“There is no question that this reduced award is still severe, even harsh .... It not only adequately compensates the plaintiffs for the relatively minor harm that Tenenbaum caused them; it sends a strong message that those who exploit peer-to-peer networks to unlawfully download and distribute copyrighted works run the risk of incurring substantial damages awards.’’Judge Gertner’s maths to get to a figure of $22,250 damages for each act of infringement went like this
- statutory damages must bear a reasonable relationship to the actual damages
- the actual damage sustained by plaintiffs was no more than $30
- the benefit to the defendant was in the neighborhood of $1500
- it was permissible to treble the minimum statutory damages due to defendant's wilfulness
However the Boston Globe reports that the Judge Gertner believes that reduction also sends an equally important message that the constitutional protection against grossly excessive punitive awards in civil suits protects not only big corporations but “ordinary people like Joel Tenenbaum’’. Congress, she said, never envisioned that the Digital Theft Deterrence Act of 1999 would expose people like Tenenbaum to huge statutory damages for violating copyright law through illegal file sharing.

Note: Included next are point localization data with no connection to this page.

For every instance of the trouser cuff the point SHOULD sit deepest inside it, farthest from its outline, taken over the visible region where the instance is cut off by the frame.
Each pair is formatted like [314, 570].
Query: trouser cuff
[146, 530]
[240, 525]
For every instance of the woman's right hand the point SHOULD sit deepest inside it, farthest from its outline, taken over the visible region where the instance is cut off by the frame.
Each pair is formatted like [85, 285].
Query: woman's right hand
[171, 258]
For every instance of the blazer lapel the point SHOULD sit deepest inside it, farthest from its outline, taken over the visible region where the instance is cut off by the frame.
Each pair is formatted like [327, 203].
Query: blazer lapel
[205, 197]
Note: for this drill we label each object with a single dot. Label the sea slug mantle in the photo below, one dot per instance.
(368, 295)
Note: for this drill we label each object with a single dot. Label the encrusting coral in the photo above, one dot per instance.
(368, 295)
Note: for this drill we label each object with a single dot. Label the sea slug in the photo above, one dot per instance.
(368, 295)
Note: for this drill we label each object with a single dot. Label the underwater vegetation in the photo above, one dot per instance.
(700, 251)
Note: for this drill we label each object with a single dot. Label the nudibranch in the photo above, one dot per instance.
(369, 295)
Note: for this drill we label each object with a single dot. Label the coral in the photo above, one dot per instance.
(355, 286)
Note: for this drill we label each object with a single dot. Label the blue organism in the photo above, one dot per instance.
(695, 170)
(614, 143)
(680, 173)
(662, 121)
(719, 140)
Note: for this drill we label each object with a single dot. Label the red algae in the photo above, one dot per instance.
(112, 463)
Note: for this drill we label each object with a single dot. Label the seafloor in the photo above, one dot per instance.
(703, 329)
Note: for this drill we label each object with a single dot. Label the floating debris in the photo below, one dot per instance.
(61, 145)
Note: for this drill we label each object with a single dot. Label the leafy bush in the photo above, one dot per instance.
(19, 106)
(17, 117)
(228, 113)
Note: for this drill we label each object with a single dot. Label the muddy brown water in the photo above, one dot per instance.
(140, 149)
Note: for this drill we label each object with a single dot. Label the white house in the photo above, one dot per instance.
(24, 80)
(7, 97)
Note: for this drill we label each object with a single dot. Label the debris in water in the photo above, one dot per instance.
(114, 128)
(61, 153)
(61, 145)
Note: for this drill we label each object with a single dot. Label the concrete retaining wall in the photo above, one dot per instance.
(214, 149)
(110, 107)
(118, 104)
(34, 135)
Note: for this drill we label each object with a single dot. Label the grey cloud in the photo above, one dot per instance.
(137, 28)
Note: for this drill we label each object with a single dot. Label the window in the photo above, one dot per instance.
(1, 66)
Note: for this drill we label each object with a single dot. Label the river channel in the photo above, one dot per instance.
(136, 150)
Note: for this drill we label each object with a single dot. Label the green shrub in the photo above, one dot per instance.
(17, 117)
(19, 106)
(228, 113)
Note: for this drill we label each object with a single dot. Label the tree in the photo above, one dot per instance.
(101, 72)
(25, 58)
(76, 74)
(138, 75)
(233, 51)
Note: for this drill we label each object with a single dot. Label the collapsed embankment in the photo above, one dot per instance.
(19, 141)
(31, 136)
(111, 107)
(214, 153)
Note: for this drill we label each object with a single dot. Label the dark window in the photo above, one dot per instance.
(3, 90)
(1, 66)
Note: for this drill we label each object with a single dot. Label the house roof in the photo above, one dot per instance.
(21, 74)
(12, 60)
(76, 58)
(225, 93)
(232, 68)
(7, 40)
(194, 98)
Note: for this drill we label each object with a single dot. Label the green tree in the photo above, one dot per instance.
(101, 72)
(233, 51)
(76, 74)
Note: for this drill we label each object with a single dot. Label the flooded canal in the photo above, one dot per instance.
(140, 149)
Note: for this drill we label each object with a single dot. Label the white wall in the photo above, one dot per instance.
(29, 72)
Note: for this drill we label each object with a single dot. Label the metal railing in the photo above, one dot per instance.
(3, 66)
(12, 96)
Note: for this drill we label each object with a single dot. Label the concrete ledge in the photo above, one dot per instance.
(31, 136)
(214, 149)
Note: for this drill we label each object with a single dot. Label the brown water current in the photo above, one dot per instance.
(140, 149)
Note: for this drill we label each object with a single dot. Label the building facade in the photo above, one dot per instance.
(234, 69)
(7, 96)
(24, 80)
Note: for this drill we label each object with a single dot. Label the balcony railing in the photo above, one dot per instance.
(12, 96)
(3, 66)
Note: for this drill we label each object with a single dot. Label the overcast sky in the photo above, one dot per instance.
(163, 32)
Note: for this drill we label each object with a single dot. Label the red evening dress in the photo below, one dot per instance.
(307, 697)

The major label’s trade body, Recording Industry Association of America (RIAA) issued a statement saying, “With this decision, the court has substituted its judgment for that of 10 jurors as well as Congress’’ saying that it would “contest this ruling’’.
Judge Gertner’s decision to reduce jury damages mirrors that in the case against Minnesota single mum, Jammie Thomas-Rasset who faced a jury award of $1.9 million. Earlier this year, the judge in that case reduced a jury award of $1.9 million in favour of the recorded music industry to $54,000 in her second trial, and the industry offered to settle the case with her for $25,000. However, Thomas-Rasset rejected the settlement, and the case is now poised to go to trial for a third time. Whether Tenenbaum decides to appeal is open – his lawyer, Havard law professor Charles Nesson said he is inclined to appeal the $67,500 award as still unconstitutionally excessive to the First Circuit Court of Appeals but must speak first with his client. Tenenbaum to reporters he had not read the decision and whilst he welcomed any reduction but he could not afford $67,500 either.